I also have that oil


----------



## Esmeralda (Feb 13, 2014)

This one may be 'unusual.'  It is the smell of diesel fumes.  Yep.  The first time I spent time in Europe, a lot of cars were diesel and the air in big cities smelled of diesel.  I so loved traveling, I developed my career so I could live in Europe and/or travel throughout Europe, and have been doing so for 10+ years now.  Whenever I smell diesel fumes, I think of my travels and am happy.  I even bought a diesel engine car when I lived in the States!

Another one is the smell of roses. When I was a kid, my parents always spent Memorial Day going to the cemeteries and mausoleums of departed family members.  My mother had a small rose garden at home, and always took a lot of roses to put in the mausoleum vases or at the graves.  Those days were actually nice for me. The weather was nice and I played in the graveyards with my siblings while my parents tidied the graves. The mausoleums were interesting, awe inspiring places for me.  And always accompanying that was the smell of roses. So roses always remind me of those days, which were, oddly, happy days.  Quiet, pleasant days with my parents and siblings.


----------



## Politico (Feb 13, 2014)

Napalm.


----------



## Geaux4it (Feb 13, 2014)

fresh cut spring grass and a leather baseball glove

-Geaux


----------



## Connery (Feb 13, 2014)

Esmeralda said:


> This one may be 'unusual.'  It is the smell of diesel fumes.  Yep.  The first time I spent time in Europe, a lot of cars were diesel and the air in big cities smelled of diesel.  I so loved traveling, I developed my career so I could live in Europe and/or travel throughout Europe, and have been doing so for 10+ years now.  *Whenever I smell diesel fumes, I think of my travels and am happy.  *I even bought a diesel engine car when I lived in the States!
> 
> Another one is the smell of roses. When I was a kid, my parents always spent Memorial Day going to the cemeteries and mausoleums of departed family members.  My mother had a small rose garden at home, and always took a lot of roses to put in the mausoleum vases or at the graves.  Those days were actually nice for me. The weather was nice and I played in the graveyards with my siblings while my parents tidied the graves. The mausoleums were interesting, awe inspiring places for me.  And always accompanying that was the smell of roses. So roses always remind me of those days, which were, oddly, happy days.  Quiet, pleasant days with my parents and siblings.

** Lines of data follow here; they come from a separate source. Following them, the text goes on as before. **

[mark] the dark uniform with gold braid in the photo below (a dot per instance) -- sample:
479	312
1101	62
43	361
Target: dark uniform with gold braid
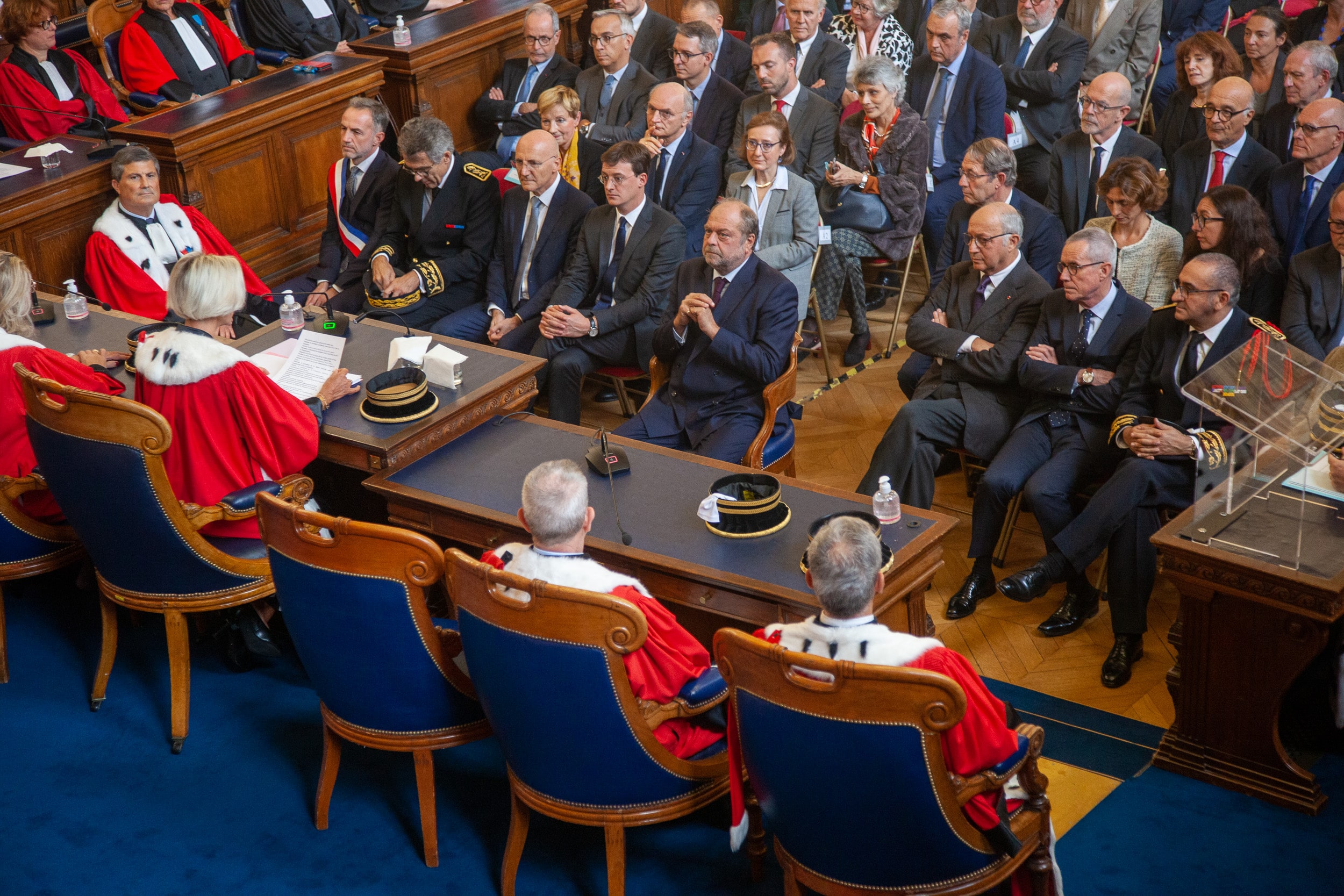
1123	515
448	245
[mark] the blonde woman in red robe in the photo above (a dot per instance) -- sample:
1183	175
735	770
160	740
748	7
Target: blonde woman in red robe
232	425
557	513
19	346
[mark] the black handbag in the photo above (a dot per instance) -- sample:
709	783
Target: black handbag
847	207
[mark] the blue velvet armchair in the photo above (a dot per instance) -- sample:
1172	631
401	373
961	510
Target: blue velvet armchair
354	604
890	821
103	460
578	744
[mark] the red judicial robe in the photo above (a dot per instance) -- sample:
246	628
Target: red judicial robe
144	66
232	425
124	270
660	668
17	457
20	89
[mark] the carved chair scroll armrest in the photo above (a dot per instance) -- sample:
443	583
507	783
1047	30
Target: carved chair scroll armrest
1030	741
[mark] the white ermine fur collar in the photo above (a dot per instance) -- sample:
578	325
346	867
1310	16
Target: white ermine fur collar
133	243
9	340
571	572
179	356
874	642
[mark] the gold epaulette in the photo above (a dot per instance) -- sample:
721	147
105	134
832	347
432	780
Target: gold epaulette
1216	451
476	171
1269	328
432	276
1121	422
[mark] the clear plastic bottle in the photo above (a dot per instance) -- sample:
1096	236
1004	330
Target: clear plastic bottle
886	504
76	307
291	313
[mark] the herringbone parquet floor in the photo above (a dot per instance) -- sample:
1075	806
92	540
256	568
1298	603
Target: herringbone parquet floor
835	440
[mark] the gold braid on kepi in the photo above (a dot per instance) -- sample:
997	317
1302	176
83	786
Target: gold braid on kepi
1216	451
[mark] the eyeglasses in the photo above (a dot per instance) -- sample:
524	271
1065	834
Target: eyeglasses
1073	269
1222	114
1311	131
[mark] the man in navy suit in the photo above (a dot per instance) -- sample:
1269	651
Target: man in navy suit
538	230
960	93
714	100
684	170
1076	370
1182	19
1167	437
511	101
733	58
729	339
1313	175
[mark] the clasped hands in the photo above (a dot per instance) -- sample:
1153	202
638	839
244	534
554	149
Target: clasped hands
699	308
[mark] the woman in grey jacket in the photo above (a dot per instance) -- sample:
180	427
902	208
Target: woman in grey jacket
787	205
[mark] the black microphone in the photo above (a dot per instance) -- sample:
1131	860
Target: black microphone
385	311
106	149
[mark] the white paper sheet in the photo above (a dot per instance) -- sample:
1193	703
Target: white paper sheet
311	362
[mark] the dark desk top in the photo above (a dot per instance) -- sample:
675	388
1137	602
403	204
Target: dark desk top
257	90
444	23
484	469
366	354
72	163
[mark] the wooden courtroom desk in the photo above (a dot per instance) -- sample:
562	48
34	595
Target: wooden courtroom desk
46	217
468	492
455	57
254	157
494	382
1246	632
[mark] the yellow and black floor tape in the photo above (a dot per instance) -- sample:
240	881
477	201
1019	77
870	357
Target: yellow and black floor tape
854	371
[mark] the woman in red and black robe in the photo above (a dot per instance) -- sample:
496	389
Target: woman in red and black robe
181	52
62	92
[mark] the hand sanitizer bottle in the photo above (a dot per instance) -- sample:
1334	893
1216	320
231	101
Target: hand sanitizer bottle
76	307
291	313
886	504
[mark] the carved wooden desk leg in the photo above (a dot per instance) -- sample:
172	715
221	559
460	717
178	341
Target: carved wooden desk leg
1238	657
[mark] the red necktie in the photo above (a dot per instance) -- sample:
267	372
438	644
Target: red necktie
1217	178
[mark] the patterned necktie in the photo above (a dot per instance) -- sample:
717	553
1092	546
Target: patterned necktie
1216	179
1297	235
608	296
1023	52
980	295
528	246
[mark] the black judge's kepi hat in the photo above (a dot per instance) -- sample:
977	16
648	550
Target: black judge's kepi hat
756	510
399	396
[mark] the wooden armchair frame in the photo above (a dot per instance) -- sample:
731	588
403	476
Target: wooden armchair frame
119	421
617	626
65	548
894	695
776	396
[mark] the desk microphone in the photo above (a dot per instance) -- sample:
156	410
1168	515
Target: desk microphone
106	149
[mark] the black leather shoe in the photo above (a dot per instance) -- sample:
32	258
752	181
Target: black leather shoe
1116	671
859	345
972	591
1071	614
1026	586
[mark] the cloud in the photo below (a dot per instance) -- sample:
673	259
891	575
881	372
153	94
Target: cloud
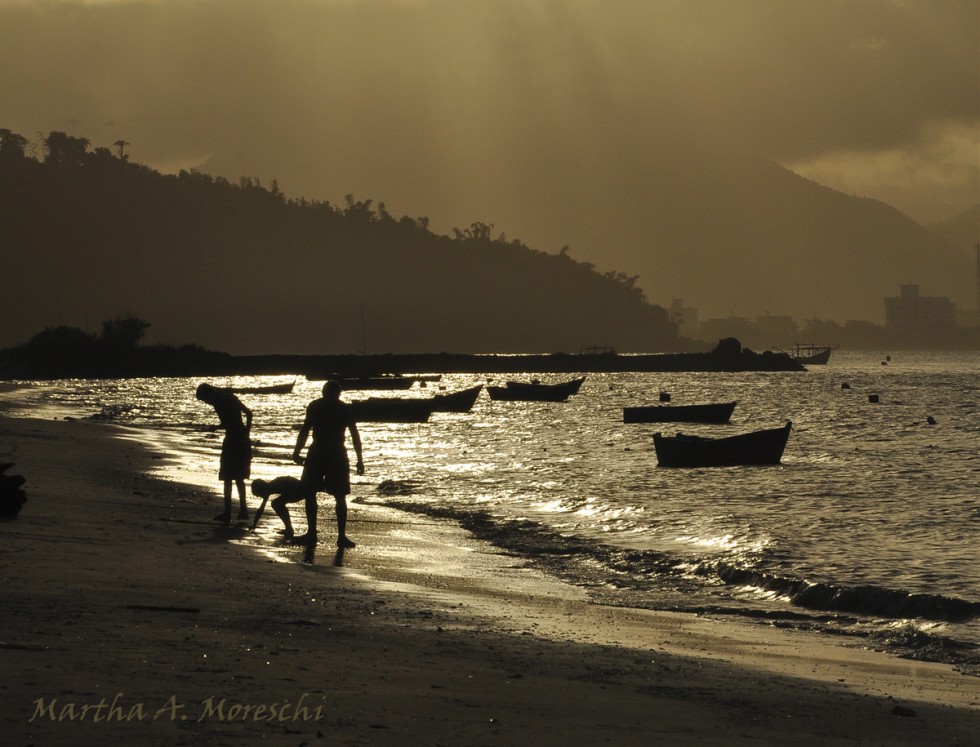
454	106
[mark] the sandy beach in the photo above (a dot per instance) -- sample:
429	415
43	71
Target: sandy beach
130	617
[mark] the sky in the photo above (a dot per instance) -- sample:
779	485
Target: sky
493	110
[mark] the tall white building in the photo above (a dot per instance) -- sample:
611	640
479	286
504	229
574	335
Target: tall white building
912	314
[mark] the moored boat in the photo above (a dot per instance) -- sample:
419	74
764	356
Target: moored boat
812	355
461	401
714	412
392	409
270	389
524	391
349	382
763	447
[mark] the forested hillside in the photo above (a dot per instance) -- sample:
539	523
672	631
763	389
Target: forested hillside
86	235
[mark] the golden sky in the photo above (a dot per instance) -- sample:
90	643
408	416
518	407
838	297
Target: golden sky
512	112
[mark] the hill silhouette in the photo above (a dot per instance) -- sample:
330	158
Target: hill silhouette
961	230
738	234
241	268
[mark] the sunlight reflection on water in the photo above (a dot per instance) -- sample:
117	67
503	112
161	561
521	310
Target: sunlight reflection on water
867	493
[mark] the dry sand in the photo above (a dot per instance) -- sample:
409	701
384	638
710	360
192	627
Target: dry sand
119	591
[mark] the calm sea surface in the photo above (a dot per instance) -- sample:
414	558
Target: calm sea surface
870	526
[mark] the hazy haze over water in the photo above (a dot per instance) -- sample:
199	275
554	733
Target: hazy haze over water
562	122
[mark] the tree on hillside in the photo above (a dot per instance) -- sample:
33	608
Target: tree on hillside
124	332
12	145
63	148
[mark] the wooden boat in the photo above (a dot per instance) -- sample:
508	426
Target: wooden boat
715	412
373	382
521	391
392	409
270	389
755	448
812	355
461	401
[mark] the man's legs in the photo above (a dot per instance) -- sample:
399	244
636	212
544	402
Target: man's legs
242	506
226	516
342	539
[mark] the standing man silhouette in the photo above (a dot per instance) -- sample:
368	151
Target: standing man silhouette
326	466
236	449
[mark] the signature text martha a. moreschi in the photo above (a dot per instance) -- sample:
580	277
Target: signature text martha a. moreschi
212	708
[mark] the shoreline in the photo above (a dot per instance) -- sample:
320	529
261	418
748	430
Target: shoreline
117	583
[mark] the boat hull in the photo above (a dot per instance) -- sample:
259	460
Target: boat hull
715	412
519	391
763	447
461	401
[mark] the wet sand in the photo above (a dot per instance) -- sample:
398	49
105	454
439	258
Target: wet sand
121	595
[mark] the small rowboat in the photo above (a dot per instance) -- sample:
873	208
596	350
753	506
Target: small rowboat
522	391
715	412
270	389
755	448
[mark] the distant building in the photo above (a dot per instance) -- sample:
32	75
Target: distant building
685	317
912	315
776	330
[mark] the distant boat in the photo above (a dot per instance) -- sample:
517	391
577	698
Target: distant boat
715	412
461	401
270	389
349	382
812	355
522	391
413	409
392	409
763	447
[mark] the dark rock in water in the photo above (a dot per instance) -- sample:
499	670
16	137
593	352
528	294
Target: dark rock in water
728	346
12	497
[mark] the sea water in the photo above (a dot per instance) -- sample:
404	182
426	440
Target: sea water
869	527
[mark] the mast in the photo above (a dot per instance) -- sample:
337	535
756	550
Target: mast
363	332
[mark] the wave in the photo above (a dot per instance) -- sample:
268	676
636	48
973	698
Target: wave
867	600
592	563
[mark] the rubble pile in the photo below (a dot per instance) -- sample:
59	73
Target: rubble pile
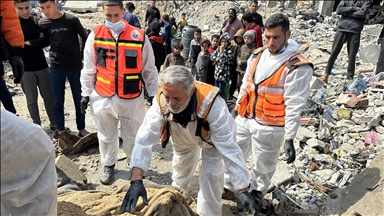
342	126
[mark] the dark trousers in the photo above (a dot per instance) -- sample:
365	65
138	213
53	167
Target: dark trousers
233	86
221	85
353	43
6	97
58	78
380	62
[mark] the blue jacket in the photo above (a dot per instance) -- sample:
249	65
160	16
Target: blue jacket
132	19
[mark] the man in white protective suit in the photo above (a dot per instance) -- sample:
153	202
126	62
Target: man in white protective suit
275	88
28	173
118	58
196	118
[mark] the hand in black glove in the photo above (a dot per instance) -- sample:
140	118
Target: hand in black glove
135	191
248	202
234	113
84	104
149	101
290	151
17	68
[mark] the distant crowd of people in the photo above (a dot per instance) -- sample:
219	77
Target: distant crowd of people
116	70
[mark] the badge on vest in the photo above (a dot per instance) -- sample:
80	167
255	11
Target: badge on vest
135	35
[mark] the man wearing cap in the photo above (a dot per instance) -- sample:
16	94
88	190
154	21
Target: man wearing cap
118	58
129	16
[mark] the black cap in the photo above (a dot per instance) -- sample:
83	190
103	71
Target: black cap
129	6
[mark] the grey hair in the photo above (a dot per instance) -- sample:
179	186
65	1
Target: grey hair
176	75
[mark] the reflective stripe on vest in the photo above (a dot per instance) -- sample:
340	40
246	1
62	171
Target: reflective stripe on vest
267	105
205	96
119	63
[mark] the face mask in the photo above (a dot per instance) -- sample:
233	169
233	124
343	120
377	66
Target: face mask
114	26
283	49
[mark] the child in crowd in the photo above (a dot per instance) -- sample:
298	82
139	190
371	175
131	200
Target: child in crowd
182	22
175	58
203	61
244	53
222	57
211	68
194	49
236	43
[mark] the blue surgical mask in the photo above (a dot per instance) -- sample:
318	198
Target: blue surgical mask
114	26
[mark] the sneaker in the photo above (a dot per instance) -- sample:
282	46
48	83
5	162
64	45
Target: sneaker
228	195
107	174
258	196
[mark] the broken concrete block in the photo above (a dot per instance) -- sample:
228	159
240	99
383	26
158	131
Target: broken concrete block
303	134
375	121
379	129
71	170
282	174
316	83
343	99
343	113
361	119
315	143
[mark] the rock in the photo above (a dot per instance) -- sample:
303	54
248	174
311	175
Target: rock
282	174
303	134
343	113
375	121
71	170
315	143
316	83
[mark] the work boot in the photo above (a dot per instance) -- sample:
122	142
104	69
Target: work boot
228	195
107	174
258	196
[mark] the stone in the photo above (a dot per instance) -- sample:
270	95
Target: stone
282	174
72	170
316	83
379	129
375	121
343	113
324	174
303	134
315	143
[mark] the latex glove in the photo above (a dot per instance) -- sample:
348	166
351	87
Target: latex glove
135	191
17	68
248	202
234	113
84	104
290	151
150	99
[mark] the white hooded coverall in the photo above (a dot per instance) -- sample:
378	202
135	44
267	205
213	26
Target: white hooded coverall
186	152
106	112
265	141
28	173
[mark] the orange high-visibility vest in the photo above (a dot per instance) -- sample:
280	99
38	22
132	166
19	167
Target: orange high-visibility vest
265	102
205	96
119	63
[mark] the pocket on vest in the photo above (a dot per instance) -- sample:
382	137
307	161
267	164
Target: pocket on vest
132	84
130	58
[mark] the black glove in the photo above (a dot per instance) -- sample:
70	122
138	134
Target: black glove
17	68
290	151
149	100
84	104
135	191
248	202
234	113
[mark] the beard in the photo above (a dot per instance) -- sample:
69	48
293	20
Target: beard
178	109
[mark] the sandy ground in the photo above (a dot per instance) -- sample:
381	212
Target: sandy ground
160	169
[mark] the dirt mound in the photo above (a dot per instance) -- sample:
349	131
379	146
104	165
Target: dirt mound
162	200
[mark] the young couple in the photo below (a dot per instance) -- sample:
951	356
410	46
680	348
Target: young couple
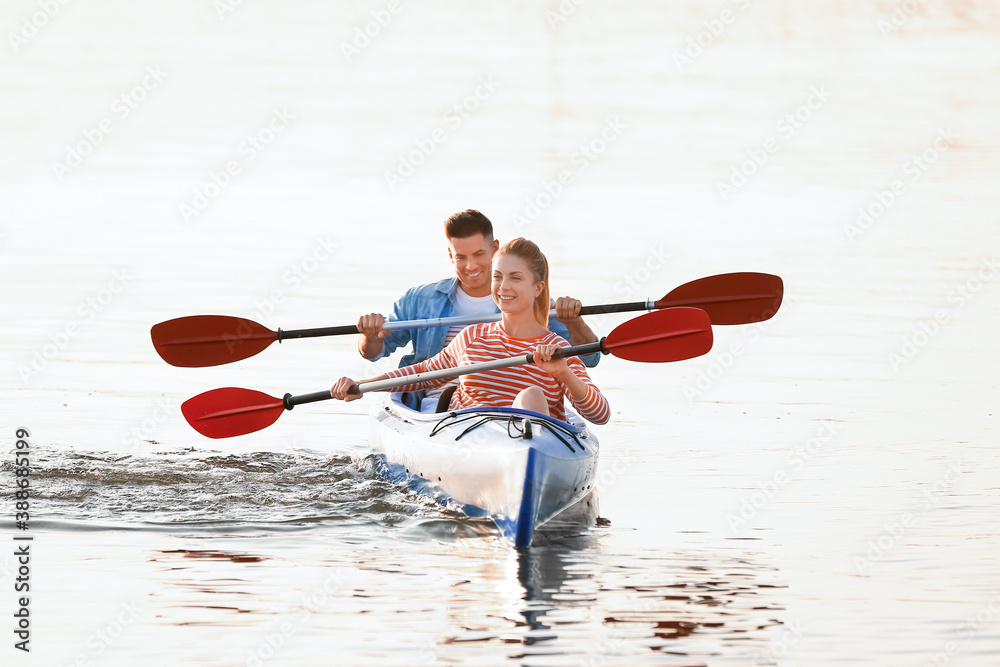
514	280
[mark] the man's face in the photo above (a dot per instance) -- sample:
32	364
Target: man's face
472	258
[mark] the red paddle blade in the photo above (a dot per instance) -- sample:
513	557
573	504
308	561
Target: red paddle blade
228	412
209	340
665	335
730	298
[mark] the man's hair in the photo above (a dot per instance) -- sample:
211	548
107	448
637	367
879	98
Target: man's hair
468	223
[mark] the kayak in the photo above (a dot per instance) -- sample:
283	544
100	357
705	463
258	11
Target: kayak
520	468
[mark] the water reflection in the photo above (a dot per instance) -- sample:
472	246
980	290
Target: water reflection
690	605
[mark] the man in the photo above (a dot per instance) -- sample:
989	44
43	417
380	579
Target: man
470	248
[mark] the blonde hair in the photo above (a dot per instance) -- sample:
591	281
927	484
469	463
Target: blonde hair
539	266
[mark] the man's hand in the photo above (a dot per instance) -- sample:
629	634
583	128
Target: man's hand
568	309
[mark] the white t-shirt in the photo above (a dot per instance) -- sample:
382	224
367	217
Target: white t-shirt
465	306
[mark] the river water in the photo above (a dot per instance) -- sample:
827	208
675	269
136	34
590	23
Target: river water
820	489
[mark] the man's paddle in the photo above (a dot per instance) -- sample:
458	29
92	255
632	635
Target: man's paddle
666	335
211	340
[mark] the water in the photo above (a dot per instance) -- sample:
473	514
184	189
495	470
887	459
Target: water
820	489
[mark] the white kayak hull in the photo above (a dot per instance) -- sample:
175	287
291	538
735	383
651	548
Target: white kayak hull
480	462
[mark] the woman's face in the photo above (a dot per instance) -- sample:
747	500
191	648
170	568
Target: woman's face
514	288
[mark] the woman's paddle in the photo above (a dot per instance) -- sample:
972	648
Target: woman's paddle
665	335
211	340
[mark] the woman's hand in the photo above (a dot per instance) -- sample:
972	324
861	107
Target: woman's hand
341	387
557	368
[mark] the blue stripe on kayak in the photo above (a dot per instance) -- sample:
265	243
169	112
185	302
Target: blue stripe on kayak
529	505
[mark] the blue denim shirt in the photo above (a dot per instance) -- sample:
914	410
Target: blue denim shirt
438	300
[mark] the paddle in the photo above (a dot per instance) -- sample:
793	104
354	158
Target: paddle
661	336
211	340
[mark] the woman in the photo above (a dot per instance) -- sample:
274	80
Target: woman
520	289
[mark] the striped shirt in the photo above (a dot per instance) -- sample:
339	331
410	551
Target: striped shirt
498	388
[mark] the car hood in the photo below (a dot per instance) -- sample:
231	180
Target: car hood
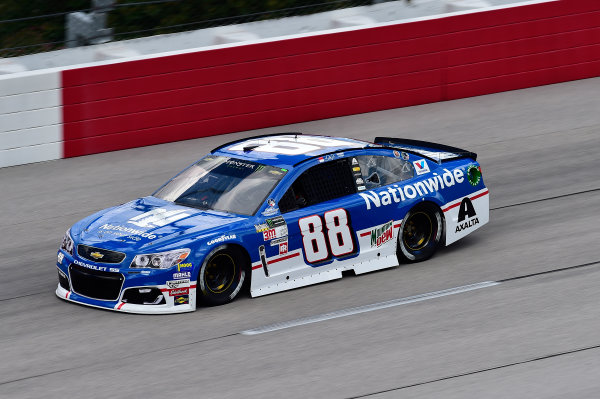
151	222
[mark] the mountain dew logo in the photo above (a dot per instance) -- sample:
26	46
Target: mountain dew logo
381	235
474	175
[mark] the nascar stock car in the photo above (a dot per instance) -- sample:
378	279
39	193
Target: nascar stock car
273	213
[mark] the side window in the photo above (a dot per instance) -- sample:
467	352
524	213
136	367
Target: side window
320	183
378	170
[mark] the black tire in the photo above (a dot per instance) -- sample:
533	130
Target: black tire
221	276
421	232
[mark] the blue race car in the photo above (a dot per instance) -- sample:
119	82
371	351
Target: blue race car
272	213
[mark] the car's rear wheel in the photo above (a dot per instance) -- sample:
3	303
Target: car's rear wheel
221	276
420	234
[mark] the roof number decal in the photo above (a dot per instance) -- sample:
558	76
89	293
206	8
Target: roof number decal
292	145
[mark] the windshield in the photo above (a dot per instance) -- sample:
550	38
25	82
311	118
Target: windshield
223	184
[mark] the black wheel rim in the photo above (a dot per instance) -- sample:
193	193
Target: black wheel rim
219	273
417	231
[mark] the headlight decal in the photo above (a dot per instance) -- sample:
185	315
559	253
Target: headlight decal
160	260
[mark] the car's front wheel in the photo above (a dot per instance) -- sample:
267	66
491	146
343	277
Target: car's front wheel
221	276
420	234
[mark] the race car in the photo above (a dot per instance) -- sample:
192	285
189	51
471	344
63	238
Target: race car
271	213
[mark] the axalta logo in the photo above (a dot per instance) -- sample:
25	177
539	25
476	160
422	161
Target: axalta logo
409	191
221	239
383	234
158	217
127	230
466	211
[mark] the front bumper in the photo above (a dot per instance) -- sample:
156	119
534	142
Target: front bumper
131	286
120	306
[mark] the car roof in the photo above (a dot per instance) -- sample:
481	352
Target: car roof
301	147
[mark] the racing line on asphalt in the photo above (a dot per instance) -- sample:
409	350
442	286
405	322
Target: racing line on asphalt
569	352
363	309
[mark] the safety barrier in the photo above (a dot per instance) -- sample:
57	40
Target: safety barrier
239	87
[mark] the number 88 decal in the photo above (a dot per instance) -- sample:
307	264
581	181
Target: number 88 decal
318	244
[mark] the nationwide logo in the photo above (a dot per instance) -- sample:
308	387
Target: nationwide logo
421	167
158	217
128	230
383	234
396	194
474	175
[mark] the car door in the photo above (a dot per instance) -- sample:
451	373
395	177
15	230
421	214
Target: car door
317	209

Not unusual at all. There are certain smells that bring me back to Australia and others that take me to other places where I had lived at one point of another. It is a nice few moments to think about times gone by and an excitement at my next trip or place to live.


----------



## HereWeGoAgain (Feb 13, 2014)

Politico said:


> Napalm.




   It smells like......Victory. And it's especially nice in the morning.


----------



## longknife (Feb 13, 2014)

I'd add an alfalfa field in bloom.

Laying on the ground in the bright spring sun, chewing on a sprig. Then, getting on the tractor to mow it - saving the smell of fresh-mown hay.


----------